In connection with the Merger Agreement, on April 30, 2021, AMMO and Urvan entered into a Pledge and Escrow Agreement (the "Pledge and Escrow Agreement"), pursuant to which ten stock certificates in the name of Urvan, with each certificate representing $2.8 million worth of AMMO shares of common stock as of the date of the Pledge and Escrow Agreement (the "Pledged Securities") were placed in escrow pending resolution of the Action. Pursuant to the Settlement Agreement, a portion of the Pledged Securities in the form of a stock certificate for 2,857,143 shares ("Stock Certificate") shall be sent to AMMO's transfer agent for cancellation on the date and at the time the escrow agent releases the Settlement Amount to the Plaintiffs.

Pursuant to the Settlement Agreement, at Urvan's sole and absolute discretion, he may elect to make the Settlement Payment instead of surrendering the Stock Certificate for cancelation. If Urvan elects to make the Settlement Payment, AMMO agrees to release the Stock Certificate to Urvan, subject to certain conditions and limitations.
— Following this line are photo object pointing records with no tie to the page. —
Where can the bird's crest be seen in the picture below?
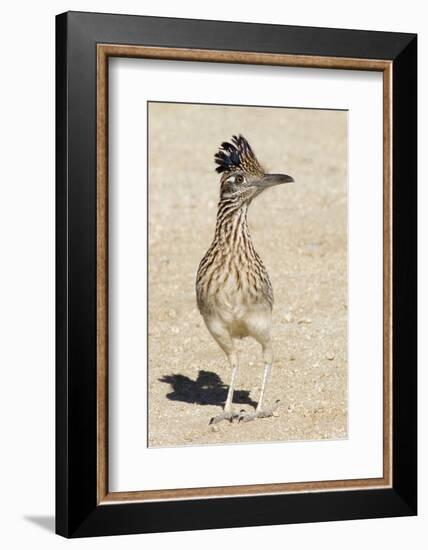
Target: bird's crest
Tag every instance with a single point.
(237, 155)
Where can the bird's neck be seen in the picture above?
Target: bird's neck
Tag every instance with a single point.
(231, 228)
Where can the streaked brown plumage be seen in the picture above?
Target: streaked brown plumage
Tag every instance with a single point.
(233, 289)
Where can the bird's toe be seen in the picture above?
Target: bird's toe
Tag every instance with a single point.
(225, 415)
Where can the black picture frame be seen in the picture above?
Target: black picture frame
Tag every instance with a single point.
(77, 512)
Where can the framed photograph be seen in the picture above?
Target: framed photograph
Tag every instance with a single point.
(236, 274)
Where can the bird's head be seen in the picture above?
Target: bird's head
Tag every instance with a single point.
(242, 176)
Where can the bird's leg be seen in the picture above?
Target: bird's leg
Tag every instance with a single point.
(228, 413)
(261, 411)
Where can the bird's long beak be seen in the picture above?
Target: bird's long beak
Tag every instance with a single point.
(274, 179)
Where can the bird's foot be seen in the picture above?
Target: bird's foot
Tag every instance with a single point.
(227, 414)
(264, 412)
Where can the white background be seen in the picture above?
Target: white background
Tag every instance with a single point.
(27, 274)
(132, 82)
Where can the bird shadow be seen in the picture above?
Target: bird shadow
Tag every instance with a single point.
(207, 389)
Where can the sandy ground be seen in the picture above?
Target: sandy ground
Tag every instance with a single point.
(299, 230)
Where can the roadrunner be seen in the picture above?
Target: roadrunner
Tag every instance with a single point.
(233, 289)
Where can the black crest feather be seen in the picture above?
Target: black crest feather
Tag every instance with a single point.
(235, 155)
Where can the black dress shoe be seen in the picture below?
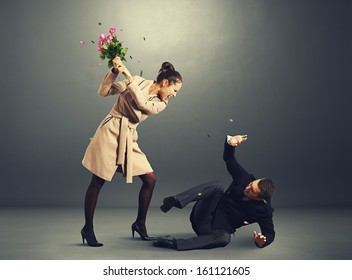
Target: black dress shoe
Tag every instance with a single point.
(142, 231)
(170, 202)
(165, 242)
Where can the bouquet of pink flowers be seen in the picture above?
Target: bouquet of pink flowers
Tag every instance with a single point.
(109, 47)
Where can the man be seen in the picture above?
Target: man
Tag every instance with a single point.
(217, 214)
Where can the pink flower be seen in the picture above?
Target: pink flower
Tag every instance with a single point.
(109, 39)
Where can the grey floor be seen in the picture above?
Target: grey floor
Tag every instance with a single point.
(53, 234)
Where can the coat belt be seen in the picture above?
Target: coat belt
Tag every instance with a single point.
(125, 145)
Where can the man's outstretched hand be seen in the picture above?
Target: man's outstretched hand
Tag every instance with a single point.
(259, 239)
(236, 140)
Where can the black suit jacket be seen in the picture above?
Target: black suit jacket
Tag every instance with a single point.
(234, 209)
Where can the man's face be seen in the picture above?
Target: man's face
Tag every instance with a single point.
(252, 191)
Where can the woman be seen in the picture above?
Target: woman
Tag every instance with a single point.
(114, 146)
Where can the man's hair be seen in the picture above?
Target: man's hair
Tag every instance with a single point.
(266, 187)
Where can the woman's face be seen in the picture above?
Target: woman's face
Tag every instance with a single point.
(168, 90)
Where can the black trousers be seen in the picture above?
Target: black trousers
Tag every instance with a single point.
(207, 197)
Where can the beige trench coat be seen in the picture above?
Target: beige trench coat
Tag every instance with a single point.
(114, 145)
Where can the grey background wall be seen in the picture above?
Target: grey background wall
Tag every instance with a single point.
(280, 69)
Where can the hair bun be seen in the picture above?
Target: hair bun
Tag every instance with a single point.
(166, 66)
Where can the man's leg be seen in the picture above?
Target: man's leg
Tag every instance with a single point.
(197, 193)
(215, 238)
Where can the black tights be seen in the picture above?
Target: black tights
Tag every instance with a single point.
(145, 196)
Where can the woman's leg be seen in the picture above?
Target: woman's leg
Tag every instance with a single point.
(90, 203)
(145, 196)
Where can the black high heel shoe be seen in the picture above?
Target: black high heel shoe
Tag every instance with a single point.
(143, 235)
(90, 238)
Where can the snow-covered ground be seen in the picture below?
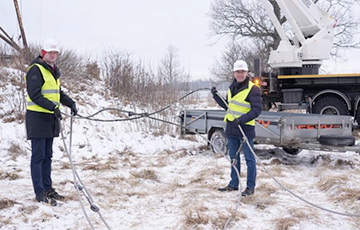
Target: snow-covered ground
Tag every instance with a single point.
(149, 180)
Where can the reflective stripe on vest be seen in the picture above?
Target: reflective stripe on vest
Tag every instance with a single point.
(238, 106)
(50, 90)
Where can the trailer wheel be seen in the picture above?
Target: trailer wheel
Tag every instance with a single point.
(357, 117)
(336, 140)
(330, 106)
(219, 142)
(292, 151)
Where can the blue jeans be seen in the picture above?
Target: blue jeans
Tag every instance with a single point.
(41, 154)
(234, 144)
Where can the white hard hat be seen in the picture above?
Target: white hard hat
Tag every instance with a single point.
(51, 45)
(240, 65)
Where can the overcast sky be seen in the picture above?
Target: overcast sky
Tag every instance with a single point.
(144, 28)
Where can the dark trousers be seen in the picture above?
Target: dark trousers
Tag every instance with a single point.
(234, 144)
(41, 154)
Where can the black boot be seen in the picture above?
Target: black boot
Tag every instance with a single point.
(51, 193)
(248, 192)
(42, 197)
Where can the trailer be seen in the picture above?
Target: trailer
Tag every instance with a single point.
(290, 131)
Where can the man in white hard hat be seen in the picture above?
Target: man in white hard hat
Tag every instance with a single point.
(43, 116)
(243, 105)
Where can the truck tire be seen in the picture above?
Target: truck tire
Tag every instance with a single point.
(292, 151)
(336, 140)
(331, 106)
(219, 142)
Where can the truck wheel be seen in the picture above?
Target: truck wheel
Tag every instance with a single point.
(330, 106)
(219, 142)
(336, 140)
(292, 151)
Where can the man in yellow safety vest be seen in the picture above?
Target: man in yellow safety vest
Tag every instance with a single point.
(243, 105)
(42, 118)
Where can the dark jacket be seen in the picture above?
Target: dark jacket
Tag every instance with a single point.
(254, 98)
(42, 125)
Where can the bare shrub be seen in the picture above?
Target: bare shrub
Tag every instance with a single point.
(331, 182)
(196, 216)
(92, 71)
(10, 176)
(141, 87)
(146, 174)
(100, 167)
(6, 203)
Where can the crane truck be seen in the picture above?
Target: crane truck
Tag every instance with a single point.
(294, 82)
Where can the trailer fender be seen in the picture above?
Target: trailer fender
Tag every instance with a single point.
(332, 92)
(218, 141)
(337, 140)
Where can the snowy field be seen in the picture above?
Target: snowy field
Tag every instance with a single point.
(152, 180)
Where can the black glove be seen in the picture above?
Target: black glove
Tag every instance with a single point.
(73, 109)
(57, 113)
(238, 121)
(213, 90)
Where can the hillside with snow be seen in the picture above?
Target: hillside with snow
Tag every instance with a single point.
(145, 176)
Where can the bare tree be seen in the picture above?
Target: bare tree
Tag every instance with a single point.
(170, 71)
(234, 51)
(247, 23)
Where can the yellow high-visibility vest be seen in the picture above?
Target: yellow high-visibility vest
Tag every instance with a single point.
(50, 90)
(238, 106)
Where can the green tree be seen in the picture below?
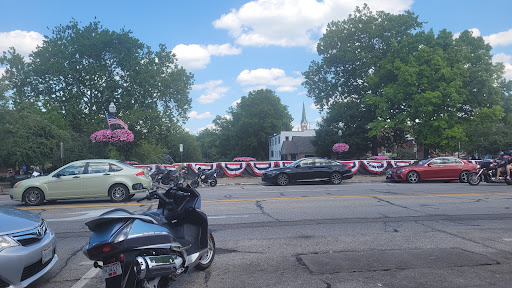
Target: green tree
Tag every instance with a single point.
(351, 51)
(258, 116)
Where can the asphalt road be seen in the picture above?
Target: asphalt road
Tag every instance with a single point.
(350, 235)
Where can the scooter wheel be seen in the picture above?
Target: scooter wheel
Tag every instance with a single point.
(207, 258)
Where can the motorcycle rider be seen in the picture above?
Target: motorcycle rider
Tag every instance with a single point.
(502, 164)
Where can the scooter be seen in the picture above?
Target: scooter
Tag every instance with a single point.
(154, 248)
(208, 177)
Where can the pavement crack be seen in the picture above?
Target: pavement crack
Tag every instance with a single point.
(258, 204)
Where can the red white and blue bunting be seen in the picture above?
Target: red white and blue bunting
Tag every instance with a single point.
(203, 166)
(399, 163)
(375, 166)
(233, 169)
(259, 167)
(355, 164)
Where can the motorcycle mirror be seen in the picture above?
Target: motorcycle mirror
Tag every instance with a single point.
(137, 186)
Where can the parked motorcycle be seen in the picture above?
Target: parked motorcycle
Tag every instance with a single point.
(205, 177)
(174, 178)
(154, 248)
(486, 171)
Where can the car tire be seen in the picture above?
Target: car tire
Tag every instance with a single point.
(283, 179)
(463, 177)
(413, 177)
(33, 197)
(336, 178)
(118, 193)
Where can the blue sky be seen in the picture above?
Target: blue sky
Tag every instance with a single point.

Pursuant to the Settlement Agreement, each of the Plaintiffs and the Defendants provides mutual releases of all claims as of the Effective Date, arising from any allegations set forth in the Action. Notwithstanding the foregoing, AMMO and the Gunbroker Defendants do not release any claims asserted against Urvan, and Urvan does not release any claims asserted against AMMO, the Gunbroker Defendants or any individual or entity related to or affiliated with AMMO.

The foregoing summary is qualified in its entirety by reference to the Agreement, a copy of which is attached hereto as Exhibit 10.1 and incorporated herein by this reference.